Monday, October 28, 2013

Adventure on the High Seas!

When looking for all-around good guys  in Hollywood, it's hard to beat Tom Hanks.  His latest film, Captain Phillips, solidifies his reputation as a stellar actor as well. There's been some criticism that Phillips' memoir makes him look more heroic than he actually was and, in fact, he's being sued by some of his crew who allege he created the dangerous situation in the first place.  That's for a court of law to sort out, but the movie itself is fantastic!  (And this falls squarely within the parameters of "it's not pretending to be a documentary, and don't get your history from movies."  Go do some research on the actual events and make up your own mind on that - I'm limiting my comments here to the film.)
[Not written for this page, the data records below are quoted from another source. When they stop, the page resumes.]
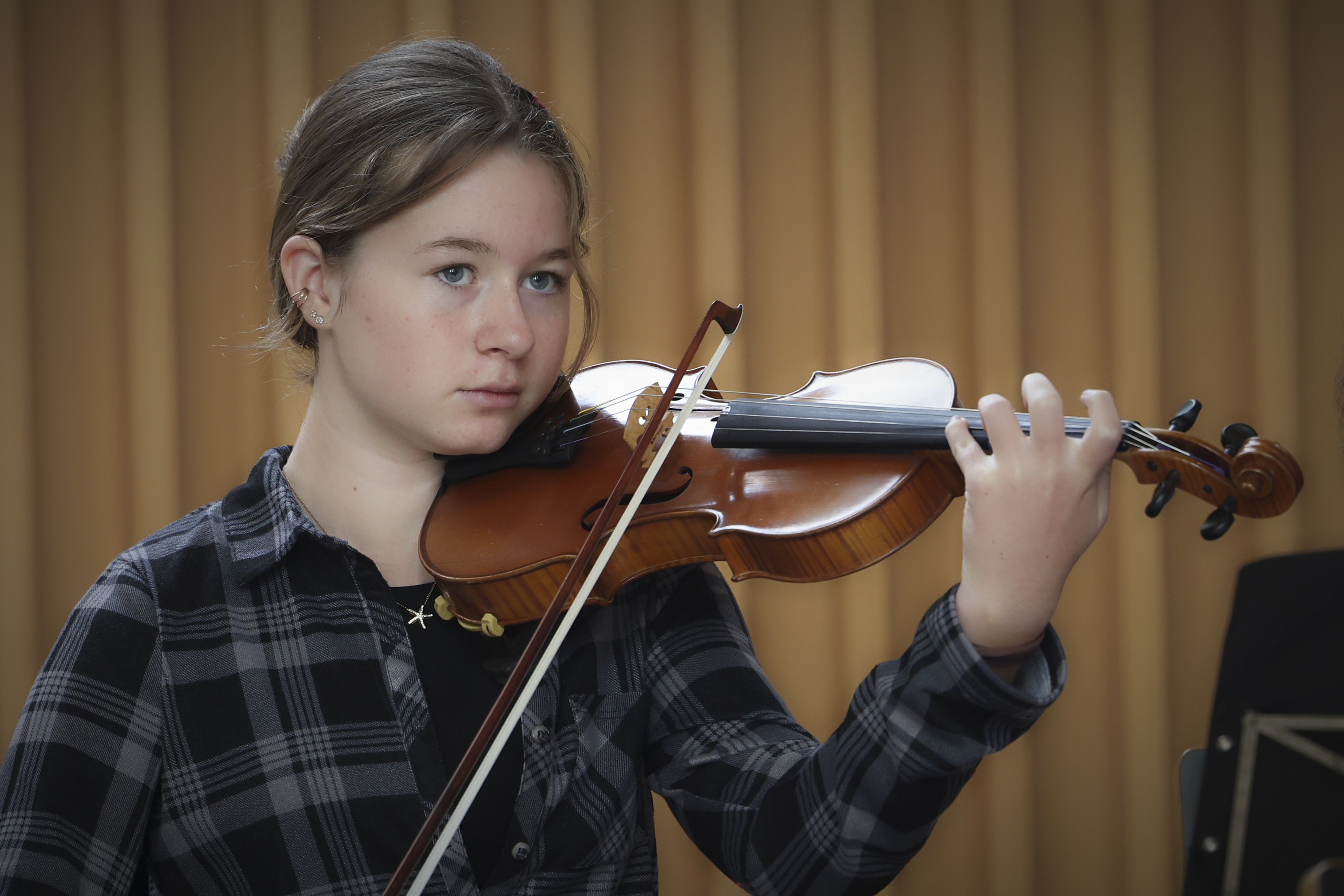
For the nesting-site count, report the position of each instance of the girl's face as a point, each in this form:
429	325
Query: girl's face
452	318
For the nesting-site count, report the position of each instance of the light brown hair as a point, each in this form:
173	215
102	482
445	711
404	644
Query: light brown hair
389	134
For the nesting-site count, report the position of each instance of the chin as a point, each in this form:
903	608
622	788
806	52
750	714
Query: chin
486	443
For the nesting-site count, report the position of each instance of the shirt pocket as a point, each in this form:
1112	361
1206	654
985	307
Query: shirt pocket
596	818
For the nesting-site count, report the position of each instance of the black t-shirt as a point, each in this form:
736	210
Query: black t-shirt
463	672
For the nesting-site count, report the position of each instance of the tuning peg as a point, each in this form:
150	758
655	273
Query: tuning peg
1163	493
1186	417
1236	436
1221	520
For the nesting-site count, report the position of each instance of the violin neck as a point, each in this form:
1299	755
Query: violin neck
781	424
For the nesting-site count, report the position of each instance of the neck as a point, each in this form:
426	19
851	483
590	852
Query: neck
361	484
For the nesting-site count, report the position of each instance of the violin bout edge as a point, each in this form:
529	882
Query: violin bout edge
853	544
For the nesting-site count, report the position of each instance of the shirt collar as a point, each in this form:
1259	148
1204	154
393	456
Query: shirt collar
263	517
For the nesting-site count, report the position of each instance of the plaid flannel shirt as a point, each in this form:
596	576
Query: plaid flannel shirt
232	711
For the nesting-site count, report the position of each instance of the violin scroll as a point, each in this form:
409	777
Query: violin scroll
1260	480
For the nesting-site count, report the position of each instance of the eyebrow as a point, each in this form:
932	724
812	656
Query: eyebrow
486	249
467	245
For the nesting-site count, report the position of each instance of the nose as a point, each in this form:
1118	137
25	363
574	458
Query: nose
502	323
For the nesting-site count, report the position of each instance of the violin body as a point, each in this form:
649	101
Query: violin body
826	487
502	542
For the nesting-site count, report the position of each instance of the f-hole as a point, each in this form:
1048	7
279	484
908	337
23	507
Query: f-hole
652	497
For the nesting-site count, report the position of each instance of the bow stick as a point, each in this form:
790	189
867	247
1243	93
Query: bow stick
515	695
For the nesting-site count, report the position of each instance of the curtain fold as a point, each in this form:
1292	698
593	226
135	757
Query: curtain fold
1123	194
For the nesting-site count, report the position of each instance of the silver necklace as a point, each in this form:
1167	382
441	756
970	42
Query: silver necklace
418	616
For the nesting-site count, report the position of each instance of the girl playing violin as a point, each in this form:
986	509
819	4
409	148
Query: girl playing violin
261	698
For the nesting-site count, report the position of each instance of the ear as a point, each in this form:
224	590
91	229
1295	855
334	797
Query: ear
302	264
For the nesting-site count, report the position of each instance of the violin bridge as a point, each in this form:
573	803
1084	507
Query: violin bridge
639	420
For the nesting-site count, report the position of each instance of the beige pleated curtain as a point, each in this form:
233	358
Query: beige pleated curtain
1146	197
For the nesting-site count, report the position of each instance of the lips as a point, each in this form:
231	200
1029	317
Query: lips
492	396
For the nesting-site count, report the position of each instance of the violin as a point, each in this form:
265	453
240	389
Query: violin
803	487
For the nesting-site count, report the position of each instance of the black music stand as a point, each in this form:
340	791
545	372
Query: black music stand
1272	801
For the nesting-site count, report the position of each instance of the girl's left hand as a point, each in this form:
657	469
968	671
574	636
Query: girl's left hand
1033	508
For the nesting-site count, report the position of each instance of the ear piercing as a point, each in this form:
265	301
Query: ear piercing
299	299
I wasn't sure about this one - I remember the actual hijacking back in the spring of 2009 and I remember how it ended, so I wasn't sure how compelling the movie would be.  (I know that's not a great argument - I go see Shakespeare plays all the time when I know how they'll end, so . . .) But I was amazed that I caught myself holding my breath with tension. Paul Greengrass, who is best known for the Bourne movies, as well as another film inspired by actual events, United 93, does a masterful job of ratcheting up the action.  (A little too much shaky-cam for my taste, though - I want this trend to go ahead and pass.) He uses an interesting framing device at the start of the film as you see Phillips and Muse, who will become the head pirate, both essentially getting ready for work. The film does a very nice job of not creating cookie-cutter villains, but instead rounding them out and presenting the audience with a more nuanced view.  These are not dashing, wear-a-stuffed-parrot pirates; these are desperate, frightened, hungry men, often half out of their minds on large amounts of khat, and they are not acting as a unified, well-trained team.  It's nearly a miracle no one gets badly hurt earlier.  Greengrass even generated some sympathy in me for the plight the pirates are in - Somalia is essentially a failed state and people want to survive - but, at the end of the day, I'm rooting for Team Hanks. (But don't overlook Barkhad Abdi, who plays Muse.  First time out of the gate, and he holds his own with Hanks.)

Captain Phillips was made with the cooperation of the U.S. Navy and other government agencies, so naturally they appear well-trained, calm, and frighteningly efficient.  One of the takeaway messages of this movie is definitely "Don't mess with the U.S. military."  My father was a Navy pilot, so I heartily endorse this message.  The Navy and the SEALS aren't reckless cowboy types - they've got a job to do and by golly, they're going to do it.  Hanks' Phillips is a man in a situation that's spiraling rapidly out of control and he's trying hard to stay calm and stay alive, but he was never trained for this - the military personnel were and the final few minutes, when that contrast is made sharply evident, completely sold me on Hanks' acting.

If you're looking for a great thriller, this is the movie for you.